呼吸间全是男人的气息,让人闻着就觉得心安。
她咬着莹润的下唇,莫名感觉有些不适,但现在拒绝太迟,只得认命地闭上眼睛。
车内空间狭小,女人的馨香萦绕,像是开在午夜的玫瑰,充满了致命的诱惑。
肌肤细腻、柔软,小扇子般的睫毛轻轻颤动,让他掌心酥麻。
霍城喉结上下滚动,克制着全身叫嚣着的欲望,缓缓收回手,“好了。”
乔又夏拿起手机左右看了一下,脖子上的痕迹果然好了许多。
她这才系好安全带,再次道谢。
男人一言不发地开车,乔又夏也找不到什么话题,车内一下子有些无聊。
她左顾右盼,百无聊赖的眸子落在他身上,瞳孔不可思议地放大了。
等等!
她是不是看错了……
乔又夏才放下的心,瞬间又提了起来,等她想再次查看时,男人恰到好处地遮住了那里。
不会的,不会的,霍城要什么女人没有。
肯定是她看错了!
饶是这样安慰自己,依然身体僵硬得不敢看他。
霍城自然察觉到了她的异常,眉头一皱,主动开口,和她聊起了霍思乔这三天因为想见她做出的事。
乔又夏被转移了注意力,也以为是自己看错了,在得知霍思乔为了见她而威胁霍城绝食时,她震惊了。
她本以为霍思乔只是三分钟热度,没想到居然会闹到绝食的地步。
“我和她妈妈真的长得很像吗?”乔又夏忍不住问。
“很像,像是同一个人。

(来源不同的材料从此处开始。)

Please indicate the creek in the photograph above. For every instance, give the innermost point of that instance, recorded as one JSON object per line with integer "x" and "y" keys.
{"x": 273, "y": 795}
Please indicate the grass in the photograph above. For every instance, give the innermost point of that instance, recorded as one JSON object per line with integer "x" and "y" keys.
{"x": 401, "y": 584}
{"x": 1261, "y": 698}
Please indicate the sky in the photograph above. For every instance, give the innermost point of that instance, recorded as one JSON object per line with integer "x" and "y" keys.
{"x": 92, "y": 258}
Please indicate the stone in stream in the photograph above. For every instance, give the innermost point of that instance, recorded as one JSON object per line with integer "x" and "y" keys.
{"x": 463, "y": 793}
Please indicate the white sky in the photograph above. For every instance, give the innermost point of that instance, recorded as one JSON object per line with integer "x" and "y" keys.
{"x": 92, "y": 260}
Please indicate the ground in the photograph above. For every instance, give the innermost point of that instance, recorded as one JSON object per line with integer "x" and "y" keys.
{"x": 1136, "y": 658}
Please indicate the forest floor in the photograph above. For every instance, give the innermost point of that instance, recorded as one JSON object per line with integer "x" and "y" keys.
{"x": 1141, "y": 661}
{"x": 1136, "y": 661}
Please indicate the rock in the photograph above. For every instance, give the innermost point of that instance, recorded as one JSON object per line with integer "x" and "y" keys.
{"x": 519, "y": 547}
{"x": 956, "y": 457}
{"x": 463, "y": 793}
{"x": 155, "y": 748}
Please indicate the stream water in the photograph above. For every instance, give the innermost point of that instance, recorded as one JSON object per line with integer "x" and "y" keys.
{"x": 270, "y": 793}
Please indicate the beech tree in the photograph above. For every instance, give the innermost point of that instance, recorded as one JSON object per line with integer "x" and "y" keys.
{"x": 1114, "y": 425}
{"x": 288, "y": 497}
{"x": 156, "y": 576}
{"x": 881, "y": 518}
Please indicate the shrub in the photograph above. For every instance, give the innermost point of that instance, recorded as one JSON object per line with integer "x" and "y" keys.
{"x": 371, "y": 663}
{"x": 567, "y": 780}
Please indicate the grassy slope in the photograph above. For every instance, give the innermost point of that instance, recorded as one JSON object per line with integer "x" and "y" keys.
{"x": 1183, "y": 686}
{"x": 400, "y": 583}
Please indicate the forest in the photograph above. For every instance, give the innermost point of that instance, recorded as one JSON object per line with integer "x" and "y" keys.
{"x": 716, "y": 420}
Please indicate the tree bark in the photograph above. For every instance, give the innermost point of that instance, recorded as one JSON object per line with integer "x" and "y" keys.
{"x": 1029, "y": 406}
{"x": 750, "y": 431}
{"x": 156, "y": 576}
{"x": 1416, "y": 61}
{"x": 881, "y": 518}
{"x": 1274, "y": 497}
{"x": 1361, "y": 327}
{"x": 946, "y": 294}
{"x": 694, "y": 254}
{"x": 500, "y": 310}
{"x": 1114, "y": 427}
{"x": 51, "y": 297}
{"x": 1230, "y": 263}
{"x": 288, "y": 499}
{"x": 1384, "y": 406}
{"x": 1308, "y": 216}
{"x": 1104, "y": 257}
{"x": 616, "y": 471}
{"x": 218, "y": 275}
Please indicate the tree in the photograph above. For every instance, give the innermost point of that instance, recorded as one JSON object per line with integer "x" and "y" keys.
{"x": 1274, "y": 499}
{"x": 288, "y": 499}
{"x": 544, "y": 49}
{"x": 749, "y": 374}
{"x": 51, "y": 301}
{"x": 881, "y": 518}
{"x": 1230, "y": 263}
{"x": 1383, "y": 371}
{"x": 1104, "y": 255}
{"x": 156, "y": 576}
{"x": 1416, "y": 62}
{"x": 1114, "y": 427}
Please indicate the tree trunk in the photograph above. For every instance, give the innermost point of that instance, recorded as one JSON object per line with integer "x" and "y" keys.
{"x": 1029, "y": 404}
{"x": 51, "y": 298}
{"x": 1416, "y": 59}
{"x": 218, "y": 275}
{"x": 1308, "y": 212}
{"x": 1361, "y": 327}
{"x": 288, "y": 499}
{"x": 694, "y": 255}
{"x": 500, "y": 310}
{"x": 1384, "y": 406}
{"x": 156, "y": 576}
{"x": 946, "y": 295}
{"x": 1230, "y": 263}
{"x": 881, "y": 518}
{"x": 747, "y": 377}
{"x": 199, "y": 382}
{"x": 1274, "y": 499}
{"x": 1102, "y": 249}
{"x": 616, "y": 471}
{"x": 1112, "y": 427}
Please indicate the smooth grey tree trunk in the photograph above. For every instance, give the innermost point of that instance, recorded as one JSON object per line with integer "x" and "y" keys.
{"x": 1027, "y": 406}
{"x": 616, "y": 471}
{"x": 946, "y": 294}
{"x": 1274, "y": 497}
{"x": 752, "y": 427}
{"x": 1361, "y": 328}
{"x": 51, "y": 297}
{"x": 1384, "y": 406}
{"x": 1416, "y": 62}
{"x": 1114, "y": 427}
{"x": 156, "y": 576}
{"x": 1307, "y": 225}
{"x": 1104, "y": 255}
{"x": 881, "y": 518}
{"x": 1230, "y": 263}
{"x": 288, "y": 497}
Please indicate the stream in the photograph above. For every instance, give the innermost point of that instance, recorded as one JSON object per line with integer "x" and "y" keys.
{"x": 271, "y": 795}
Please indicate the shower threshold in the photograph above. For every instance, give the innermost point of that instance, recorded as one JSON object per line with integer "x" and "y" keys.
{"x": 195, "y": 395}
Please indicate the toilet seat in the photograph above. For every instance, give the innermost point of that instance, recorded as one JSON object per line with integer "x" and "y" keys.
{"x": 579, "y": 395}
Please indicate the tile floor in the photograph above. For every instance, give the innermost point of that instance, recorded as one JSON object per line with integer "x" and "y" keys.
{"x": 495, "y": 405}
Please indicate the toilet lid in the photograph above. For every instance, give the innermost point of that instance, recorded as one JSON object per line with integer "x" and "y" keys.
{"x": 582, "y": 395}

”霍城看上去很平静,但声音里却透着一股低落。
无意中勾起了他的伤心事,乔又夏一时间不知道说什么好,也不好意思问霍思乔妈妈去哪了,怕到时候弄巧成拙。
因而只得干巴巴地安慰了几句,两人再也没什么话能说。
……
在车内安静时,霍城从后视镜里看了她一眼,心中汹涌已渐渐平复。
他引以为傲的克制,在今天不管用了。